On the way back home, they stop to help someone headed west with their wagon, and the wife is due with her baby. Michael talks about wanting babies, and Angel does not believe she can have any. She begins to think that it would be better if Michael married the daughter of the couple, so she leaves again, and heads to San Francisco. This time she finds a job cooking until her past catches up with her.
The man that groomed her catches her and tries to bring her into his brothel. Angel exposes the fact that the man has children there and the people have him hanged. Angel starts a school for orphans, and would have stayed there, but the brother-in-law finds her, tells her that Michael never remarried and is waiting for her.
The brother brings Angel home, she confesses her love for Michael, and the two live happily ever after with two sons in the final scene.
Why is this PG13?
There is language in the beginning that sets the scene, as well as the continued thematic material. Various words for prostitute are used. There are multiple scenes where they are portraying Angel’s sexuality, and two scenes where Michael and Angel simulate sex.
How Does This Stack Up Against The Biblical Accounts?
Poorly. The book of Hosea has God instruct Hosea to marry a wife of whoredoms. Now, it isn’t clear from the passage whether she was a prostitute when he married her, or whether it was foreshadowing her unfaithfulness in the marriage. We do know that she was a picture of Israel and God and that Israel was being unfaithful to God. I’ve always thought that Gomer was probably faithful at the beginning and eventually went away from her husband.
Gomer ends up having one child with Hosea before having children from other men, each of them named by Hosea showing what God was going to do with Israel. Eventually, Gomer leaves Hosea altogether, and Hosea has to go and buy her back.
All of this is a picture of the relationship between God and his people. Between his faithfulness and their faithlessness.
In essence, the Biblical account focuses solely on God– it shows how faithful he is in buying her back, and how he was always the good one standing there. It testifies to his unwavering love and paints Gomer in the starkest contrast showing just how filthy we are.
In contrast, Redeeming Love is Angel’s story. We are treated to her terrible backstory filled with vile things that happened to get her to a place where she cannot feel love and the most intimate of things has become something that is flippantly treated. We see her work through the path of feeling again, where she goes from a life where she’s wishing herself dead to one where she actively cares about someone more than herself.
This is her story, not his. And just like that, we cheer that she has babies in the end as if she, through her coming back to Michael in the end and revealing her name has earned the right to be his bride and to bear his children.

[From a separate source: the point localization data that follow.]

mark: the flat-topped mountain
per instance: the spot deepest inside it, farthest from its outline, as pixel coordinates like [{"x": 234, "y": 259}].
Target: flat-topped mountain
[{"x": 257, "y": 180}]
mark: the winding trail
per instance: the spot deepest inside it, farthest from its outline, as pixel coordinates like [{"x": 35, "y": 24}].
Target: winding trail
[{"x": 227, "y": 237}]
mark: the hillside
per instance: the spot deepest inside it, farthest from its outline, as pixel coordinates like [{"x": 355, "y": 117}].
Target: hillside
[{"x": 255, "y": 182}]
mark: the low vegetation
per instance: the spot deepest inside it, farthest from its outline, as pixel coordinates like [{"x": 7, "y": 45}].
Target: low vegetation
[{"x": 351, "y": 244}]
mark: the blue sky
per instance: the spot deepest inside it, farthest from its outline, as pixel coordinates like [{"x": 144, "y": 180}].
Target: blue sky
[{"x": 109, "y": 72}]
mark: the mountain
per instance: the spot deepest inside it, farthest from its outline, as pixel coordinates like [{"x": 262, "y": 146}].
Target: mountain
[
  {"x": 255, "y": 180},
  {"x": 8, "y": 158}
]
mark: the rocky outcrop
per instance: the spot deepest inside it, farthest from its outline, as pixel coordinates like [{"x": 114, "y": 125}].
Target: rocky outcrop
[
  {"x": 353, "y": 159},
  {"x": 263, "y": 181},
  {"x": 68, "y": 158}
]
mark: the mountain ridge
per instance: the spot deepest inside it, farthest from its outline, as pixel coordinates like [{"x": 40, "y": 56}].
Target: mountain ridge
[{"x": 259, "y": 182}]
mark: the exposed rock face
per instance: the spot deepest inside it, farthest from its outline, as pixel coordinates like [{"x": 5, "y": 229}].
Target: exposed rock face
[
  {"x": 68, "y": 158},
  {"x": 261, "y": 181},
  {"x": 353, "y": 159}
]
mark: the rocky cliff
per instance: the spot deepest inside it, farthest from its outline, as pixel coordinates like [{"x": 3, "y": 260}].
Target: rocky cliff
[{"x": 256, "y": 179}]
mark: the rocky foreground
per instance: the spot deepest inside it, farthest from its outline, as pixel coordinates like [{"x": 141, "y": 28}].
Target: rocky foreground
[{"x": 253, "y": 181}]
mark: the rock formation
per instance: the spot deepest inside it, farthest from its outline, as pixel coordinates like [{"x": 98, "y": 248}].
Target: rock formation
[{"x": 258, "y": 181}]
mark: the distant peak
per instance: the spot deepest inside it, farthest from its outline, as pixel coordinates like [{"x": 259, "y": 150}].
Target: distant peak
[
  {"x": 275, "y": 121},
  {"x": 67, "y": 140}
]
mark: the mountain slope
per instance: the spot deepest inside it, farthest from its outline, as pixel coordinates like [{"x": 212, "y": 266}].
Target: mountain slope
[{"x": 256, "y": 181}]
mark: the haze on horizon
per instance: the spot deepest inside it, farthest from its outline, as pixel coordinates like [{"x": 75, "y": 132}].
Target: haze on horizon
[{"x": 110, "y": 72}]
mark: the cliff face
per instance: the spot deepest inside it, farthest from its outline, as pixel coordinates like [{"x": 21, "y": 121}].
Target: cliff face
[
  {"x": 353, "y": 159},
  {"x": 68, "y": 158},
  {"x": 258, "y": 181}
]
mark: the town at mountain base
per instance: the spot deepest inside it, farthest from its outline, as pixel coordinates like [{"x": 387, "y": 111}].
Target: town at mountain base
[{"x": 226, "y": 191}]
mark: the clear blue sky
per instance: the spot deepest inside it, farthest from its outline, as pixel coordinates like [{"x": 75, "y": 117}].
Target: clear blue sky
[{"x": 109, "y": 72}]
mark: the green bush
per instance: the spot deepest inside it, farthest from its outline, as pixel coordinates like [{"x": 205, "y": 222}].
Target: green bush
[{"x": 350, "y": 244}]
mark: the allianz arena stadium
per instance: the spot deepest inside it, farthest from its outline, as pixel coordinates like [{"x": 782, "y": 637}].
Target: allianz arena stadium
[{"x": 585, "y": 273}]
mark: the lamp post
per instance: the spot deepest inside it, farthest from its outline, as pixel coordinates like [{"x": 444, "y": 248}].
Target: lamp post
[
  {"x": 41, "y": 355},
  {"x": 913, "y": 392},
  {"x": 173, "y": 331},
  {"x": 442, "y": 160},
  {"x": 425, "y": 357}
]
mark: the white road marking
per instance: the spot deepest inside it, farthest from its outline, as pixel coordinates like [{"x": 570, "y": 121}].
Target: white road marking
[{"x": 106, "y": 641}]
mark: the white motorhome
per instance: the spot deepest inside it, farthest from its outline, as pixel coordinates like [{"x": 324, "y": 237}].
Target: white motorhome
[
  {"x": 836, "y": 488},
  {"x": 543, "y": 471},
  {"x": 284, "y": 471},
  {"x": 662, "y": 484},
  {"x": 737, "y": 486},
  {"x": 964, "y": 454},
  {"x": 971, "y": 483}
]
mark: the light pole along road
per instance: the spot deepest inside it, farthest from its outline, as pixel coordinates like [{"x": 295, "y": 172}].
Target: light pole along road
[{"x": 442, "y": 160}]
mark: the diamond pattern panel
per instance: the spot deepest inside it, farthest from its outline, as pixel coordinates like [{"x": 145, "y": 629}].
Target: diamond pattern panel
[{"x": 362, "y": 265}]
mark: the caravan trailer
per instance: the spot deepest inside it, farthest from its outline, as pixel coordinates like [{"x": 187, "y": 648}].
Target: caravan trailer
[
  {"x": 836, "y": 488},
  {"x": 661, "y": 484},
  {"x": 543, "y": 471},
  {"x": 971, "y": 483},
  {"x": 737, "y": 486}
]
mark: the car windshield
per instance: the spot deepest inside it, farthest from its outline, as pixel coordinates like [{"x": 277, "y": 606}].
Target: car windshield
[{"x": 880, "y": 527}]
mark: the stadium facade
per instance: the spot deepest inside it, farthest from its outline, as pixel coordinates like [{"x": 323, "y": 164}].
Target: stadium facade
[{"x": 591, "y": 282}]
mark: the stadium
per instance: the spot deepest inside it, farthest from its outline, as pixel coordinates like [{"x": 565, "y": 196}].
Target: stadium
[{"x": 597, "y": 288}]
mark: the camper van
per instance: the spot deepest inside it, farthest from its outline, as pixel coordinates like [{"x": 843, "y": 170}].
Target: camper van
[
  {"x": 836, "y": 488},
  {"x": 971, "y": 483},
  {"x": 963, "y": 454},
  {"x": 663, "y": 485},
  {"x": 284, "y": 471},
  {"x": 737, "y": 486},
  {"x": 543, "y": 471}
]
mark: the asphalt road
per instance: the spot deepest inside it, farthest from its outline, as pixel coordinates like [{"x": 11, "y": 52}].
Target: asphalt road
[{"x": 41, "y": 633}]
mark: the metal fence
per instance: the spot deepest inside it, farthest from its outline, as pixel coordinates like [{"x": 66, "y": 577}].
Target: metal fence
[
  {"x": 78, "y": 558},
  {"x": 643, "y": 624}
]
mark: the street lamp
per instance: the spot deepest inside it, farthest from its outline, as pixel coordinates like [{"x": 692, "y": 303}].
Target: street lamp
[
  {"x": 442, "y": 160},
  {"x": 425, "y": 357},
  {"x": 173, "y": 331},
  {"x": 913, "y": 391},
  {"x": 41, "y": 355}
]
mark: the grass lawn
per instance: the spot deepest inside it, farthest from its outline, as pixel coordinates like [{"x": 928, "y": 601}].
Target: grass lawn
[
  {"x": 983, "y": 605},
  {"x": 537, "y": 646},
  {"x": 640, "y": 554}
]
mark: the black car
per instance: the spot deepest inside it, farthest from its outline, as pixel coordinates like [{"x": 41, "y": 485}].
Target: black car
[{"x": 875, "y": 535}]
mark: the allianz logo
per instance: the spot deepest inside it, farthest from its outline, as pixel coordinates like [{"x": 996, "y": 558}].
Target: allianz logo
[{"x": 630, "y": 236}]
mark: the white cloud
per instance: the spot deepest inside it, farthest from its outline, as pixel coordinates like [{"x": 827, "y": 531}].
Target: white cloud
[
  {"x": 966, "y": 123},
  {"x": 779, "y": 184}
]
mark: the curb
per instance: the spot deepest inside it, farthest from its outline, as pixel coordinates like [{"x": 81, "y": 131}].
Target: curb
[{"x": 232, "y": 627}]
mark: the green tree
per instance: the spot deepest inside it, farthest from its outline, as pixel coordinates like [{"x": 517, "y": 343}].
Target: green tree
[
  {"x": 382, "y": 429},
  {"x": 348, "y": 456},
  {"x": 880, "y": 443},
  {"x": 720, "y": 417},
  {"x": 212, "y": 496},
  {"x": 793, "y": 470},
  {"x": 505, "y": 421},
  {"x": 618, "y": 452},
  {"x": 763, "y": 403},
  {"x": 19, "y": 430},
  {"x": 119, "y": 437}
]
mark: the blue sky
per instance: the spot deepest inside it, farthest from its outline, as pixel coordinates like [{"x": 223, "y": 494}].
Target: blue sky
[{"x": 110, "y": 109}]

Her arc is one of redemption and freedom from her past, not because of being redeemed by Michael Hosea (who spent three years praying for her return and did nothing else), but because love conquered.
So I would say that the only way that this echoes the book of Hosea is the name and that the woman the man was to marry was a prostitute.
Recommendation
It is a powerful story, and like most redemption arcs, the beginning has to be bad in order for the payoff to be worth it. As such the beginning is very vile, constantly on the line with this kind of material about what is worth showing and not showing. It is definitely not for the unmarried individual.
I wouldn’t go to this movie or book expecting to learn much about the Biblical passages. The emotional passages can make you feel how deep unconditional love is by the many times that Angel leaves and then returns, but the attachment to God’s love isn’t there in this movie– as its focus is on her.